When an application is running, it typically stores the data it is actively using in RAM (or if it is large in temporary files on-disk) This allows the application to run more quickly. When the user wants to save changes that are held in these temporary forms of memory they must specify a file to save it to. In most GUI based applications this is done via the File menu, or using the keyboard shortcut, Ctrl+S (Cmd+S on macOS).

When you are working in QGIS or any other GIS (or most other types of) application, you need to save to avoid data loss. It is a good idea to frequently save your work by pressing Ctrl+S (Cmd+S on macOS).

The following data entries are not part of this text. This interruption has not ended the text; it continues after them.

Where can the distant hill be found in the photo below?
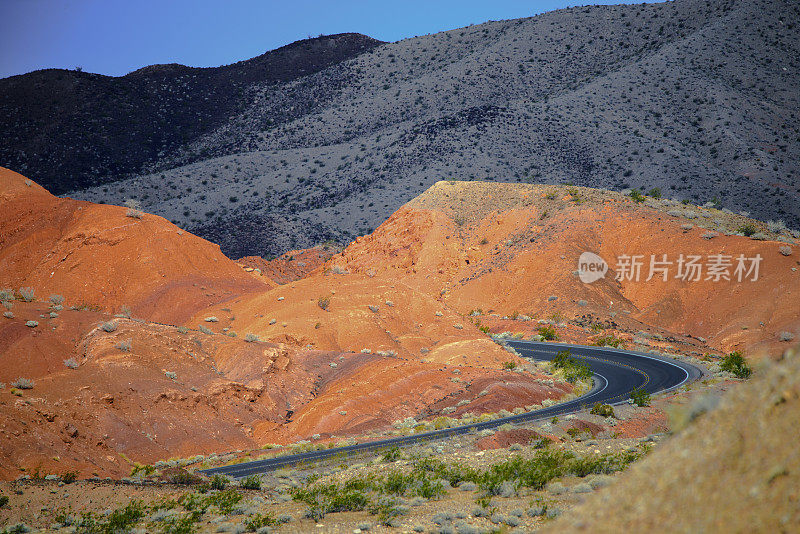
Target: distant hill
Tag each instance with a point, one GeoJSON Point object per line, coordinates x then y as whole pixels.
{"type": "Point", "coordinates": [70, 129]}
{"type": "Point", "coordinates": [697, 98]}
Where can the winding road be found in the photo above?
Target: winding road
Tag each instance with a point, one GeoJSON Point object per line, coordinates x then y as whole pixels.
{"type": "Point", "coordinates": [616, 373]}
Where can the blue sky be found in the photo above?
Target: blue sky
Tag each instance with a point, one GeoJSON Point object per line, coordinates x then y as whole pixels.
{"type": "Point", "coordinates": [115, 37]}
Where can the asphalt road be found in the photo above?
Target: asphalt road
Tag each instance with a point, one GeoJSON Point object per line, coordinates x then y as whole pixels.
{"type": "Point", "coordinates": [616, 373]}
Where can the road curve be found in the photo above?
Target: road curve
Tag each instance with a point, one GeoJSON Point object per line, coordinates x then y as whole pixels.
{"type": "Point", "coordinates": [616, 373]}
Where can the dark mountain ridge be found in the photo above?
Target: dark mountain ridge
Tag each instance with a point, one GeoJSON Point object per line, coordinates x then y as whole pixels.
{"type": "Point", "coordinates": [69, 129]}
{"type": "Point", "coordinates": [697, 98]}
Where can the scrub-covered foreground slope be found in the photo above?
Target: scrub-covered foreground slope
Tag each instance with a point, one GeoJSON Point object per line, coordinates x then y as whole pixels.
{"type": "Point", "coordinates": [695, 97]}
{"type": "Point", "coordinates": [735, 470]}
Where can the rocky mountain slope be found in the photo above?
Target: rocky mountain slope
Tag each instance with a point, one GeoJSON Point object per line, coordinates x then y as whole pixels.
{"type": "Point", "coordinates": [71, 129]}
{"type": "Point", "coordinates": [695, 97]}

The first time you save your work, you will be prompted to choose a file name and location. It is a good idea to put the file you save into a folder specific to the project you are working on, and to put other needed files in the same directory (there are some exceptions to this, but not in this class)

References

Apple Inc. 2011. OS x for UNIX Users: Technology Brief. Cupertino, CA: Apple Inc. https://images.apple.com/media/us/osx/2012/docs/OSX_for_UNIX_Users_TB_July2011.pdf.
Campbell-Kelly, Martin, William F Aspray, Jeffrey R Yost, Honghong Tinn, and Gerardo Con Dı́az. 2023. Computer: A History of the Information Machine. Routledge.